Car dealerships are buying each other up at a record pace.

That’s a sure sign, dealers are confident in the long-term health of the auto retail industry, despite some potential risks, including the switch to electric vehicles.

“The next two to three years should be golden years for car dealers,” said Alan Haig, president of Haig Partners, Fort Lauderdale, Fla., a firm that brokers dealership mergers and acquisitions, in a phone interview.

Haig said in a report on dealership M&As published March 31 that 640 dealerships changed hands in 2021, more than double the pre-pandemic level of 299, in 2019, and up 86% vs. 2021.

In the short term, dealership profits — and consumer prices for new cars and trucks — are through the roof, because of a persistent shortage of new vehicles, combined with high consumer demand.

In turn, the COVID-19 pandemic, plus a shortage of computer chips used in vehicle manufacturing, plus other supply-chain problems are responsible for the new-vehicle shortage. Taken together, those factors are a “perfect storm” in favor of dealership profits, Haig said.

Not only that, high prices and high profitability are likely to persist, even after auto production starts to recover, because there’s so much pent-up demand, he said.

Citing industry estimates, Haig said that by the end of 2022, production shutdowns could amount to nearly 7 million cars and trucks that didn’t get built, in 2020, 2021 and 2022 combined, even though there was plenty of demand.

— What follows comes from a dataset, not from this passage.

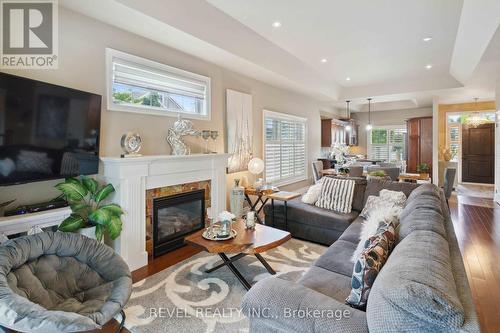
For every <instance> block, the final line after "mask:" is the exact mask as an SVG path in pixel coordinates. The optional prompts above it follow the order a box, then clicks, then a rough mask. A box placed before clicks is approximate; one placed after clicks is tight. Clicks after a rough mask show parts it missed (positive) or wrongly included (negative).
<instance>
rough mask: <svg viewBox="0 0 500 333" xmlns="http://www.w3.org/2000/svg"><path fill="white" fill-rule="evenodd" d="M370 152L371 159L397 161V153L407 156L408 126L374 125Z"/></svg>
mask: <svg viewBox="0 0 500 333" xmlns="http://www.w3.org/2000/svg"><path fill="white" fill-rule="evenodd" d="M368 143H369V154H368V156H369V157H370V158H371V159H375V160H382V161H387V162H390V161H395V160H397V159H398V157H397V155H398V154H399V153H401V156H402V157H403V159H404V157H405V156H406V127H394V126H391V127H387V128H384V127H374V128H373V129H372V130H371V132H370V136H369V141H368Z"/></svg>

“And the shelves are empty,” at new-car dealerships today, he said. Haig estimated by the pent-up demand is met, it could take around three-and-a-half years for auto production to get back into balance with demand. “That’s an incredibly long time for these profits to remain elevated,” he said.

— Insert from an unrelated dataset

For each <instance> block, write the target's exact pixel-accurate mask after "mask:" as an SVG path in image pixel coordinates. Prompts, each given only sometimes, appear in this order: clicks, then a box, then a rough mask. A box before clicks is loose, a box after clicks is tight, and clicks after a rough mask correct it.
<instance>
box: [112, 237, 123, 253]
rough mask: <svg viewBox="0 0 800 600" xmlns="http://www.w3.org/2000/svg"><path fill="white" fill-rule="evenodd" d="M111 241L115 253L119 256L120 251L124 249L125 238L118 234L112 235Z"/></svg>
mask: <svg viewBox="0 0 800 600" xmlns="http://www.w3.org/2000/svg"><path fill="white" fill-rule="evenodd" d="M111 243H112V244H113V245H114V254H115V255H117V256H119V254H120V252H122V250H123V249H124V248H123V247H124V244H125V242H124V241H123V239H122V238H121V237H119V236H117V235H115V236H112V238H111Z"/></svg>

Still, there are potential threats on the horizon. The No. 1 risk is the switch to electric vehicles, and with that, an increase in the number of automakers that want to sell EVs direct to the public, without a franchised middleman, the way Tesla does.

There are even some indications that established, legacy brands are flirting with direct sales, too. In the long run, Haig said dealers could survive direct sales by cutting expenses, including dealership head count, and the need to build and maintain large, fancy dealerships, if the customer is mainly at the dealership just to take delivery.

Dealers have an ace card in favor of dealerships, because franchised, new-car dealerships also serve as a nationwide service and parts network for their brand’s electric vehicles — something those new companies lack, Haig said.